You might even be into CS, in theory, if you found the right program and the right teacher. But you need to remember two crucial facts:
A) Programming bears the same relationship to CS as the management of a professional NASCAR pit crew does to solving the Navier-Stokes equations. It usually doesn't hurt a programmer to have a solid grounding in CS, just as it wouldn't hurt a NASCAR mechanic to have a solid grounding in fluid mechanics, but it's unnecessary, and just because you love engines doesn't mean you'll love Carnot engines.
You can program quite successfully with almost no formal CS training at all, or so my customers and employers have assured me. Moreover, even the best CS program will teach you very little of what you actually need to know day-to-day when you're building software for customers. You will learn all that on your own, or perhaps you will learn it in classes that have nothing to do with CS. (Or, if your little summer project is any guide, you know a bunch of it already and will soon learn the rest through experience.)

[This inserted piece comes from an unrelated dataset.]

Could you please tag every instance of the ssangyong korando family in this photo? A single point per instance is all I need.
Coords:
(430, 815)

B) Even if CS really is right for you and vice versa, that doesn't mean your school's "CS" is. Too many CS classes and programs are apparently designed to provide occupational certifications to future mid-level corporate Java programmers. If majoring in CS seems significantly easier than majoring in math, something is wrong. Go study something else. Math, for example.
I have a Ph.D. (Physics/EE) and I even did a postdoc once so I'm obviously stupidly in love with school at some level. So maybe it's just me. But I can't see any excuse for being bored in college. Colleges are full of interesting things, many of which are so marginally profitable that you'll never find time and money to do them anywhere else, even though they are awesome. Find them. Major in music and jam with some great musicians. (Two of the best software engineers I know started out as classical musicians.) Major in anthropological linguistics and learn to do fieldwork with disappearing language families. Study geology and do all your summer internships in a tent.
Major in ancient languages. (Another of my colleagues dropped out of physics, studied old Norse, bootstrapped his own way into the MMORPG industry after graduation and is now a programmer.) Study chemistry or (ahem) physics. Take some statistics. Neglect not your molecular biology. My usual advice: Study a laboratory science. You can spend the rest of your life sitting around typing for the price of a laptop, a chair, and a coffeemaker, and you don't even need a computer to enjoy a CS book, but after you leave school you will never again see anything like a university science lab unless you have tens of thousands of dollars, a big basement and one hell of a lot of spare time.